“I needed a new life when I was 20”

Liberation is the belief that we can succeed, a sense of confidence in ourselves and in our collective efforts. Liberation is the knowledge that we are not alone. Raising Voices shares stories of personal liberation written by students, faculty and staff. These testimonies about introspection, challenge and empowerment pretend to foster awareness and understanding about each other on campus. A 25 year old international undergraduate student explains his case.

This article belongs to the section Stories of personal liberation. Check other stories:

Read: The summer when I learnt to look beyond the tedium.

Read more: I will feel liberated when I can proudly claim my sexuality.

What has been your personal liberation so far in your life?

My personal liberation started when I was not comfortable with my lifestyle as a young adult. I was trying to achieve goals that I did not really want. That made me feel alienated around family and friends. Despite a sort of revolution at home, I decided to change my major from one focused on Economics to another related to Arts and Creativity. That transition was pretty hard after two years studying and living in a city where people were interested in a traditional life, specially my parents. Also, I had always thought I belonged to the standard youth, interested in finding a job, marrying a woman and buying a house.
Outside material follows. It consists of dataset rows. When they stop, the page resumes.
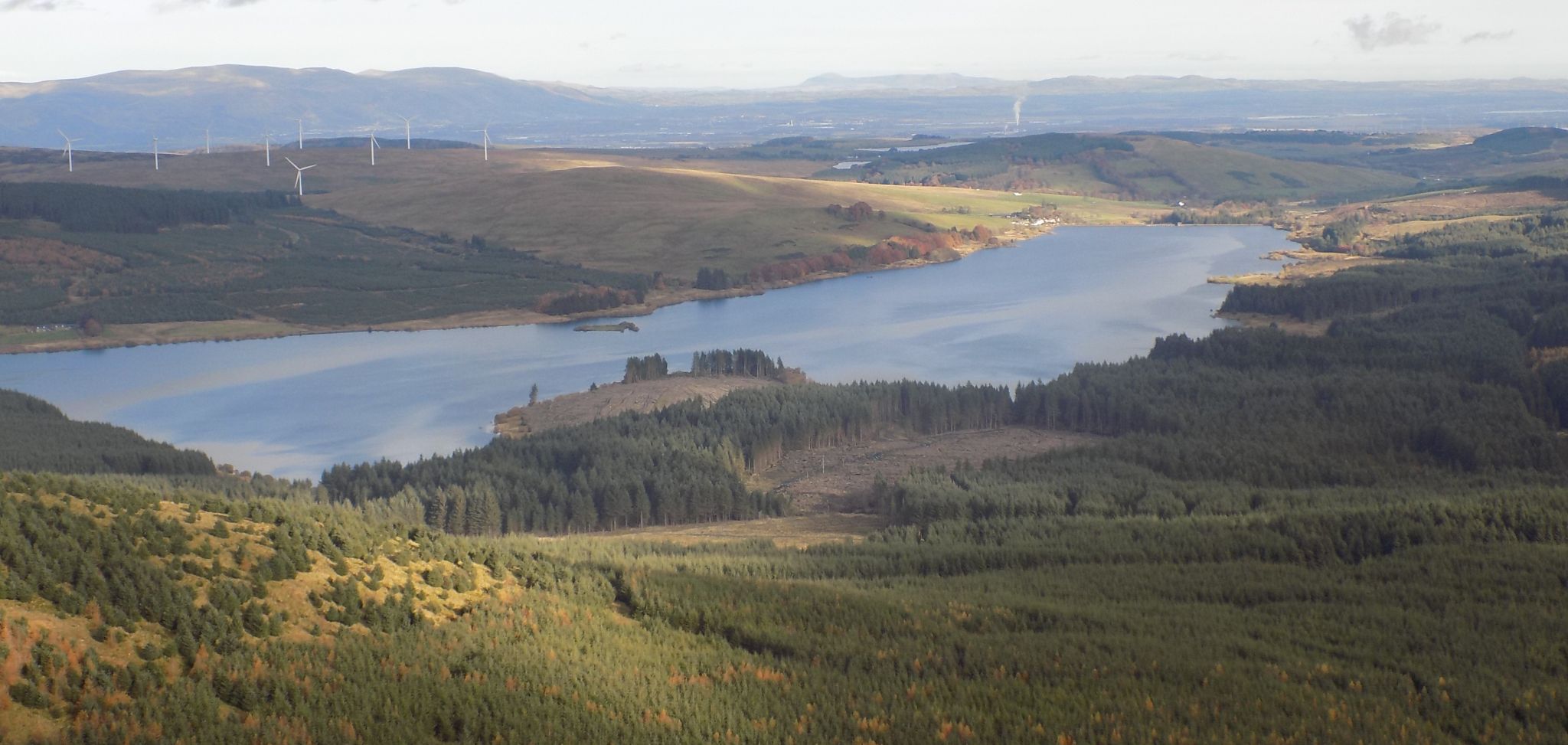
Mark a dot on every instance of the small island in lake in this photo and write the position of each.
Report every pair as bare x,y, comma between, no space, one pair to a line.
609,327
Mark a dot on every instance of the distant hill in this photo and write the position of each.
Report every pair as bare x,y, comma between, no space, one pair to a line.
124,110
935,82
1521,140
1137,167
1501,155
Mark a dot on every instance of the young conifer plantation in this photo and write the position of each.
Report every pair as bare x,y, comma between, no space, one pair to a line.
1283,538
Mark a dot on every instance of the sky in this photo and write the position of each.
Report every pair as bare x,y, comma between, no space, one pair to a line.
739,44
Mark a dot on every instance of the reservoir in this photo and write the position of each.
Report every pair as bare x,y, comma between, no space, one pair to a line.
294,407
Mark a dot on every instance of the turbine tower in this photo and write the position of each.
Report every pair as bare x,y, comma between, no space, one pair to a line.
408,132
300,175
486,140
71,160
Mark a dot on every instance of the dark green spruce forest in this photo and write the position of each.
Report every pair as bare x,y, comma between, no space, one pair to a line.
1357,537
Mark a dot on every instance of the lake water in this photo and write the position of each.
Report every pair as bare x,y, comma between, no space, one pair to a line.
294,407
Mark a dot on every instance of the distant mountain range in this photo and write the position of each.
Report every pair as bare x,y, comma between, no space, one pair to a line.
124,110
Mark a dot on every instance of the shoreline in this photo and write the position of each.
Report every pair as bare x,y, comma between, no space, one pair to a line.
243,330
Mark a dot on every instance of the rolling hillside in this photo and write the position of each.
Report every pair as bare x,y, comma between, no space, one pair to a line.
601,211
1129,167
124,110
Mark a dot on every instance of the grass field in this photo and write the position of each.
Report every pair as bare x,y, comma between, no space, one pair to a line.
1158,168
613,212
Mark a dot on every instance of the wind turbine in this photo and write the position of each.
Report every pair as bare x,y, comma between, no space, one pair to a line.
300,175
71,160
486,140
408,132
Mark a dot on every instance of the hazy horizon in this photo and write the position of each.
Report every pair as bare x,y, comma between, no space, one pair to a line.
712,44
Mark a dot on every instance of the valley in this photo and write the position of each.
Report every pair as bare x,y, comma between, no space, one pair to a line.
1170,430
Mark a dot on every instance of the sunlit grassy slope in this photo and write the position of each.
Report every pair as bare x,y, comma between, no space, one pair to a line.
606,212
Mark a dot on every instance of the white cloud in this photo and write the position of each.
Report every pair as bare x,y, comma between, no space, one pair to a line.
1394,30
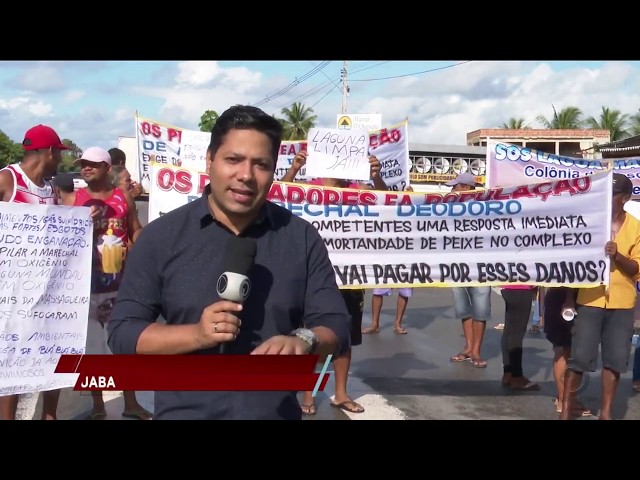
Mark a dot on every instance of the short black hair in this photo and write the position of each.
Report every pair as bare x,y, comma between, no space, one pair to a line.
118,157
246,117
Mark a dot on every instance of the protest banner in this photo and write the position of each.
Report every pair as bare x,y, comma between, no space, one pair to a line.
334,153
513,165
391,147
45,281
550,233
288,150
173,186
633,208
175,179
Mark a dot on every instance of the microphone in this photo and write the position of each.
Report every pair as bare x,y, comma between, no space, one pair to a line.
234,284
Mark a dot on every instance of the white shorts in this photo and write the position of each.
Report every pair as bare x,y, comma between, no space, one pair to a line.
100,307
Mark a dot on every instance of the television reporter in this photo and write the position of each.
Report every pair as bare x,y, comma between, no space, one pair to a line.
174,267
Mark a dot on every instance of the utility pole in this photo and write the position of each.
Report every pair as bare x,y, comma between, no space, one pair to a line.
345,88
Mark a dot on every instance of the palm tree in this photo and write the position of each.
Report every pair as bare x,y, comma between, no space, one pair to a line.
207,120
297,122
516,124
611,120
634,124
567,119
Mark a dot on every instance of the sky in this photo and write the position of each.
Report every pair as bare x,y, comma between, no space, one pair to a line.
93,103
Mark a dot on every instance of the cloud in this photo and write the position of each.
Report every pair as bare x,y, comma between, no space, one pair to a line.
40,79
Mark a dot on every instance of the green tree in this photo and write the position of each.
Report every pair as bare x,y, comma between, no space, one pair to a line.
207,120
516,124
297,121
10,152
569,118
634,124
612,120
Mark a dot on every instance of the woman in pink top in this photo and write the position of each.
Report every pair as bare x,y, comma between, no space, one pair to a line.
518,300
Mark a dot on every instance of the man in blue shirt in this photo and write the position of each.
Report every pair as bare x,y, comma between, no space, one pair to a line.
173,269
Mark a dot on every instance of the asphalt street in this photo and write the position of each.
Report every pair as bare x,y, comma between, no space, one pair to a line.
410,376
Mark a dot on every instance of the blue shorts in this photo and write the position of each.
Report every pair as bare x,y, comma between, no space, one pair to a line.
472,302
403,292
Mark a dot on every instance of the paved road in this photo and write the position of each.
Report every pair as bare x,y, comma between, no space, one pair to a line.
410,376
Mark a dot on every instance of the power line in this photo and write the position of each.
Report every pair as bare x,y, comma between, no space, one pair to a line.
293,84
410,74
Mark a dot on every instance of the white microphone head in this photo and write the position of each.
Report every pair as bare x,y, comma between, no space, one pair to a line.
233,287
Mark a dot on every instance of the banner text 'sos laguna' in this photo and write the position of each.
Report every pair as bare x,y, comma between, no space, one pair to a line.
514,165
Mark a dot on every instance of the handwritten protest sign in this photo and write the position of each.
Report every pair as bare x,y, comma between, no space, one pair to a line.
193,149
337,153
551,233
288,150
391,148
514,165
45,280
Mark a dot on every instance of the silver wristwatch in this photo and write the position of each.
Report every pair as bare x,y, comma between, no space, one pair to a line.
308,336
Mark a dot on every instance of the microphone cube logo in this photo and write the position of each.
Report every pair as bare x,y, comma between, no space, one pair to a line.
223,282
245,288
233,287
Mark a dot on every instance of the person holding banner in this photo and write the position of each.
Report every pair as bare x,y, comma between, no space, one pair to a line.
293,305
121,176
518,300
558,332
26,182
115,229
605,314
472,304
353,298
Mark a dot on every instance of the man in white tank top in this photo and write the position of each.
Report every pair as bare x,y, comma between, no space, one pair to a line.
26,182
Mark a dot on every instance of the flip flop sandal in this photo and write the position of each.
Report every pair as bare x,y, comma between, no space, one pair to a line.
343,406
140,414
529,386
97,416
370,330
309,410
478,363
460,357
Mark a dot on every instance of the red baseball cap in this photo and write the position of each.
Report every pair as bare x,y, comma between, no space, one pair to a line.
42,136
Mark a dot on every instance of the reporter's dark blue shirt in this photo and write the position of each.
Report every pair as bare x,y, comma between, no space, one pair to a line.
172,271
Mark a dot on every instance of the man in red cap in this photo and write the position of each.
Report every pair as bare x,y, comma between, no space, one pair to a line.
26,182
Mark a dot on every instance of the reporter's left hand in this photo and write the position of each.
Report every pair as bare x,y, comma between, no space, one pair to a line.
282,345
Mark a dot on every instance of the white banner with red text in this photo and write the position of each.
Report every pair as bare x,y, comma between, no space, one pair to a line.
550,234
173,161
45,282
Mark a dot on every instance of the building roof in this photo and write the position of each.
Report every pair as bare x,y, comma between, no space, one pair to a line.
627,144
451,149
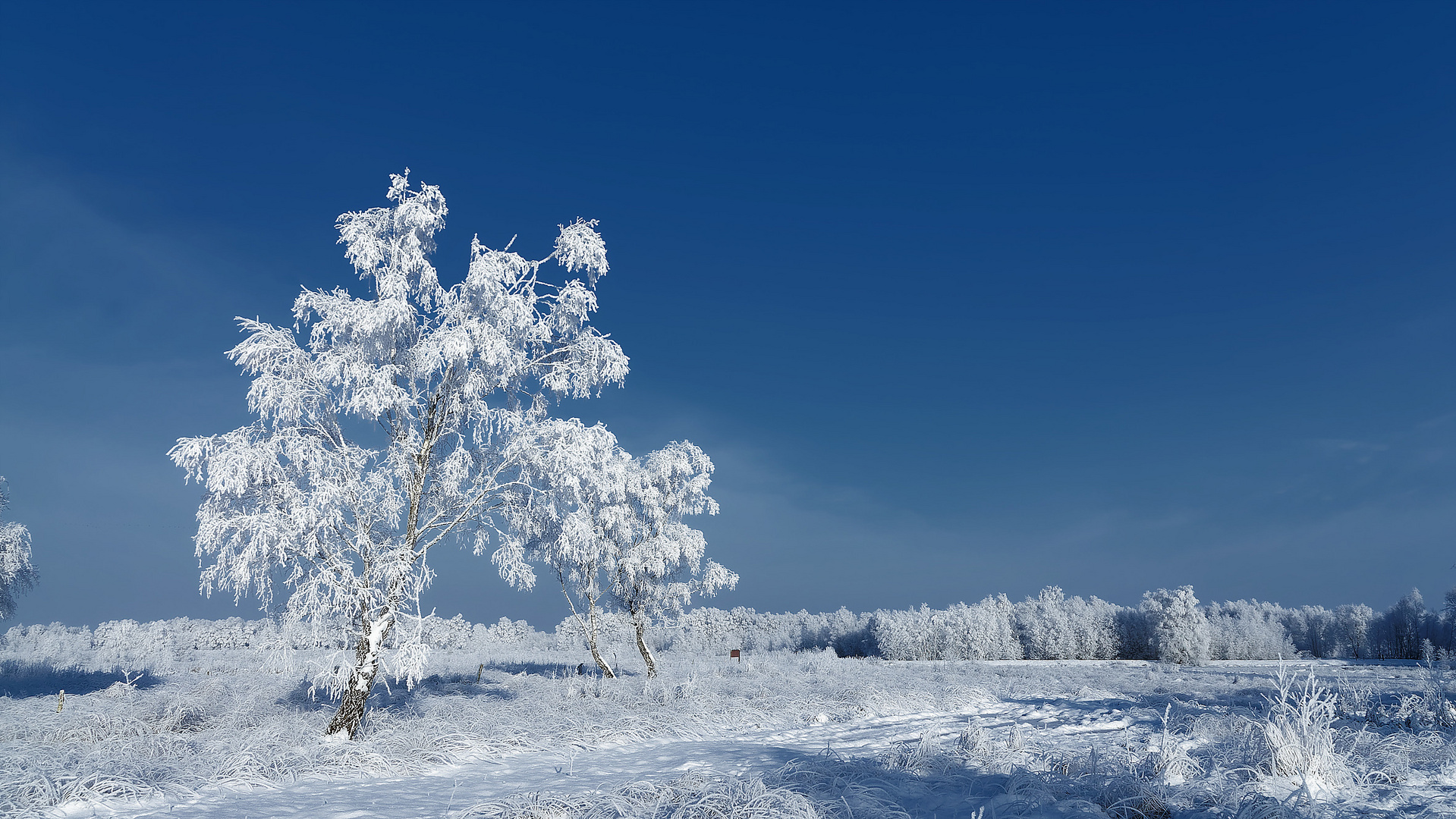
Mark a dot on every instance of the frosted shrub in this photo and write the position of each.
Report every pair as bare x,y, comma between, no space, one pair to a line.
1300,735
1055,627
1178,626
979,632
1247,630
55,645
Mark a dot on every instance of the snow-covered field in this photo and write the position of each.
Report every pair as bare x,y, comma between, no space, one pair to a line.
775,735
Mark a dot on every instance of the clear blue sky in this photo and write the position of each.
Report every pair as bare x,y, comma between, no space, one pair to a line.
963,299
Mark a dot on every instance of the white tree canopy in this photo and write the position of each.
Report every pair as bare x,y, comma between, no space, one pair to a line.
17,573
459,381
608,524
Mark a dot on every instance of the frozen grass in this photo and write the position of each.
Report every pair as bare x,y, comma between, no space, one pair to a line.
1030,738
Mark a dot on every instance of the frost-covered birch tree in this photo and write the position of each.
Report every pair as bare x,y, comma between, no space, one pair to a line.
609,526
454,383
17,573
570,507
659,565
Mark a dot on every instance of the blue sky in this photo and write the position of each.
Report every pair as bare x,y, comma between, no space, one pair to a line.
963,299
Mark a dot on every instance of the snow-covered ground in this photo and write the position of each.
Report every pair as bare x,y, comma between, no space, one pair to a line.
776,735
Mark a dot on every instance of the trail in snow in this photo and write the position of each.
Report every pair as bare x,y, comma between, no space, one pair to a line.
574,770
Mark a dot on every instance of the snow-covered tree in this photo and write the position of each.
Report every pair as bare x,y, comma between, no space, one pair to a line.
659,562
570,507
17,573
1180,626
608,524
456,383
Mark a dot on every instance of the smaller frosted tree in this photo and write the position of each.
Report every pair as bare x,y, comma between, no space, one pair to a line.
567,511
453,388
17,573
608,524
660,562
1180,626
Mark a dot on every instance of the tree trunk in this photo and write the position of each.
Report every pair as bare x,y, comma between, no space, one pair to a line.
361,682
592,641
640,623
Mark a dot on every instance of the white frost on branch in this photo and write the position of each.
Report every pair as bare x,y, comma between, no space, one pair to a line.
612,526
459,381
17,573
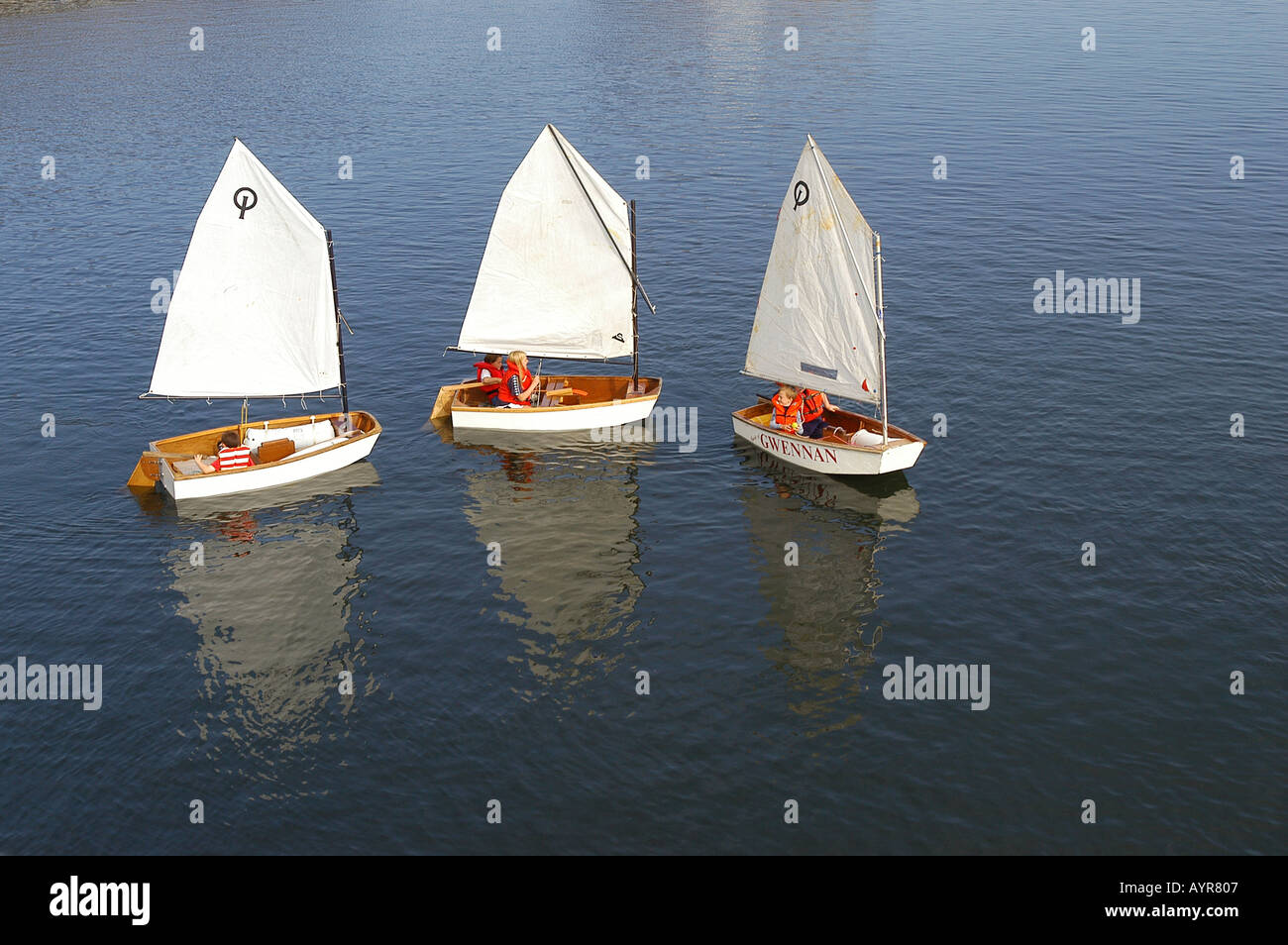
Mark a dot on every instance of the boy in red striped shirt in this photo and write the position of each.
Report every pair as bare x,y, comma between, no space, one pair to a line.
232,455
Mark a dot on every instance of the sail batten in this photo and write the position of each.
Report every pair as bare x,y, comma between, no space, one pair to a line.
554,279
253,313
815,319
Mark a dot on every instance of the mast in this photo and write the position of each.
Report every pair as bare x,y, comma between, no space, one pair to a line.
876,253
339,338
635,314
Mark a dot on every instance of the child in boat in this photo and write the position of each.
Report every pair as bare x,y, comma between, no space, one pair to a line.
489,372
232,455
812,403
787,409
518,387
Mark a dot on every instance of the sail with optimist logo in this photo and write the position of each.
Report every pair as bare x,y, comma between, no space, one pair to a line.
253,313
816,323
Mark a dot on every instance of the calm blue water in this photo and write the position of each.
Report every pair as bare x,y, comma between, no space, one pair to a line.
518,682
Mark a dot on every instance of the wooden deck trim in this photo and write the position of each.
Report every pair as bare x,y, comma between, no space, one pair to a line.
897,435
273,425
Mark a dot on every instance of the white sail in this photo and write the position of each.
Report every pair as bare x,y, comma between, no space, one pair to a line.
553,282
815,322
253,313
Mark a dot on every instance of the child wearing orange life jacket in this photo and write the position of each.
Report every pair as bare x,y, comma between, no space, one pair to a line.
232,455
489,373
787,409
812,403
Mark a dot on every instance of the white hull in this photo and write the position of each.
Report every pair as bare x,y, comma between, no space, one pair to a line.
599,402
267,476
832,459
552,420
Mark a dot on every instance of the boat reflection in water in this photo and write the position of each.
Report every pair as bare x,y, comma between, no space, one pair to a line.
825,604
565,519
273,602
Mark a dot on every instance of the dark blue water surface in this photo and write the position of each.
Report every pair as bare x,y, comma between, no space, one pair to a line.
518,682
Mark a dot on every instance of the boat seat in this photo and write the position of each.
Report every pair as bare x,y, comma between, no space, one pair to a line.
316,447
546,400
303,435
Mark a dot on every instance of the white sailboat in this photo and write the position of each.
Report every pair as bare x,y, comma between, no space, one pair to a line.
256,314
820,325
557,280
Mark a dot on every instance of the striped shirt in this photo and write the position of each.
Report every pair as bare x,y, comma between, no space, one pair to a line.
233,458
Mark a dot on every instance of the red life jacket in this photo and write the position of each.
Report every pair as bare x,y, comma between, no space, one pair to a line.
233,458
811,406
524,380
786,416
488,382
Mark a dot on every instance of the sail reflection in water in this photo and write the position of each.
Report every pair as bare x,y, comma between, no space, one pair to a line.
824,605
565,518
271,604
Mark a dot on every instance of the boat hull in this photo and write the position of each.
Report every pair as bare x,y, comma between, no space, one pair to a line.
608,402
832,456
292,469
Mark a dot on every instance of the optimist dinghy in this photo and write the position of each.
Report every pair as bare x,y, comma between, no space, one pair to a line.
558,279
256,314
820,325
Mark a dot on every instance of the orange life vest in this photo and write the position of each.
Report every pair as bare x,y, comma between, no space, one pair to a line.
811,406
789,415
488,382
524,380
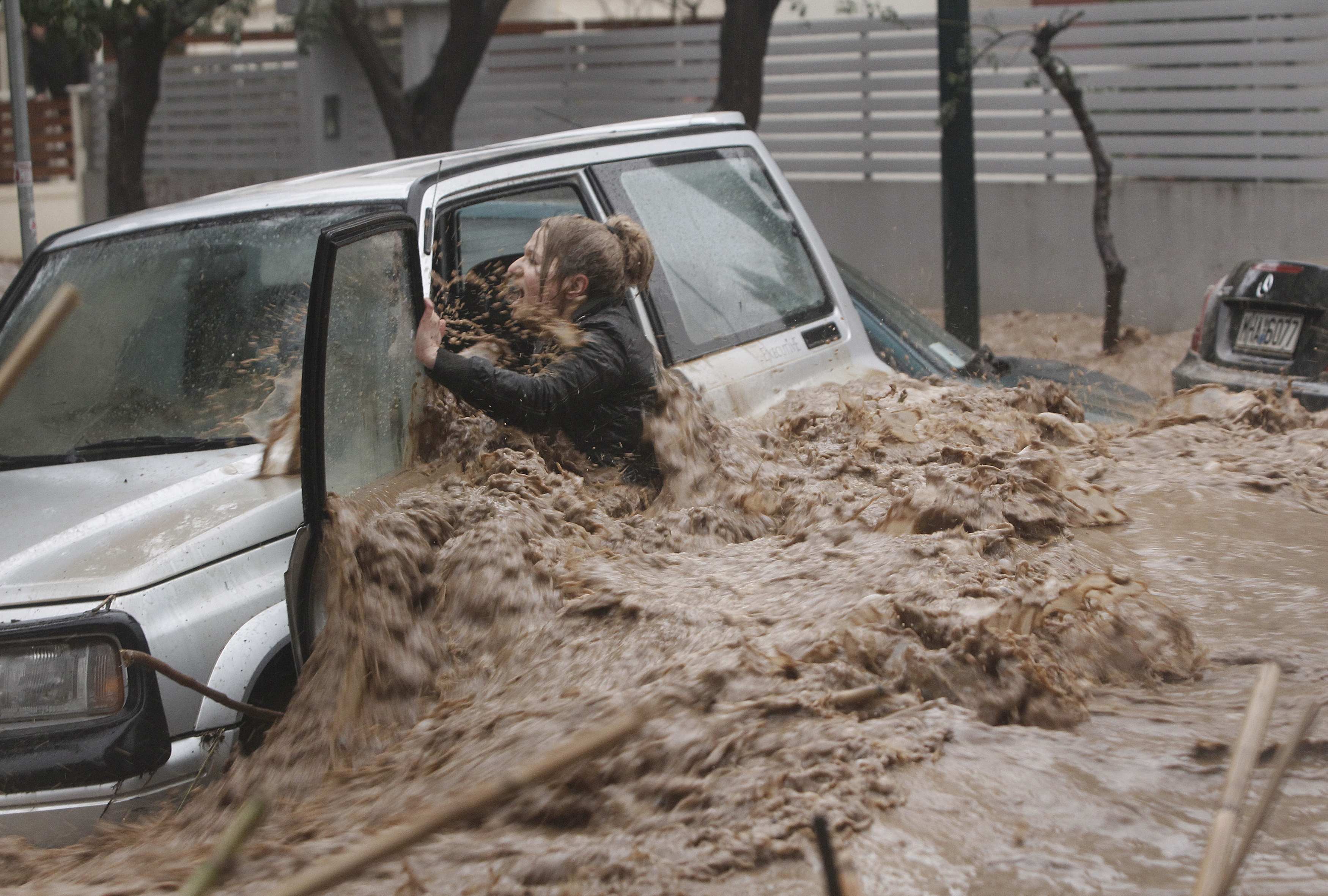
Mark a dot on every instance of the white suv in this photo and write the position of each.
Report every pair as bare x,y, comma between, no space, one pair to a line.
133,510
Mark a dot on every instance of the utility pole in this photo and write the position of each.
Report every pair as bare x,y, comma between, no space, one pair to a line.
958,193
22,137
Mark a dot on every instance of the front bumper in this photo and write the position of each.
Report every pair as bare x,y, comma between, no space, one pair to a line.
55,818
1194,371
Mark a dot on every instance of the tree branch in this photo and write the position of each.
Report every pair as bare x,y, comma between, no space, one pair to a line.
383,82
1063,79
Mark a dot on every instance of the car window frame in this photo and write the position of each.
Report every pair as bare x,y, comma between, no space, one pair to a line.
671,335
34,263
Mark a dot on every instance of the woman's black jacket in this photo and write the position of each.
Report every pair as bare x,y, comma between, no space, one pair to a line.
595,392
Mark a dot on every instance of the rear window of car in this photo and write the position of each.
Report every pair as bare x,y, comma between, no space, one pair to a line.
732,265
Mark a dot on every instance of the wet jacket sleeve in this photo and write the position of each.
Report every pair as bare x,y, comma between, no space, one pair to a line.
534,403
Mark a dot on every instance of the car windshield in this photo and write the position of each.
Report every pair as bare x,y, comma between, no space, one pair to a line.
905,321
181,338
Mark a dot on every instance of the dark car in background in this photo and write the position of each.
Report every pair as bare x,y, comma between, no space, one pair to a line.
911,343
1263,326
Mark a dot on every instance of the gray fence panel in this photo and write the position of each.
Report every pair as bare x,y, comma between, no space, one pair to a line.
1234,90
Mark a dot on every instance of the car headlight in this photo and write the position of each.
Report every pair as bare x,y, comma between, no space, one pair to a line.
56,680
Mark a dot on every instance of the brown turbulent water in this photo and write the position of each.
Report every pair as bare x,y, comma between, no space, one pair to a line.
1060,614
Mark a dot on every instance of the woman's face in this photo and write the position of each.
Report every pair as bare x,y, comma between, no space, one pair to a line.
529,269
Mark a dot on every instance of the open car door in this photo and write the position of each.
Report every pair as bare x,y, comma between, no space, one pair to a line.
358,391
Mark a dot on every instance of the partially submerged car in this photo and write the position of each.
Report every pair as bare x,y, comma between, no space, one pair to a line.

However, moving to the Art College made me see a brand new world of possibilities within a progressive community.

Freedom became an obsession for me although I didn’t know yet how I wanted to use it. Through opening my mind to other people and options, I realized I was different too, not identifying myself anymore with that traditional pattern. It was a time plenty of discoveries: I was not interested in women, I wanted to live in other cities and the idea of a long-term job seemed frustrating for me. Moreover, losing a lot of weight helped me to feel a new body. That figure became a symbol of my authentic identity, liberated of a heavy burden I had carried for 20 years. There are still some days when I cannot believe I was able to came out, but I can proudly claim I was brave enough to accept myself on different levels.

What kind of liberation do you think American society needs?

From my point of view, America needs a similar liberation, accepting its real identity. The country faces a necessity of remembering the origin of the country and discovering what really made this place great. Forgetting walls and other ways to divide people. That narrow mentality can destroy any nation.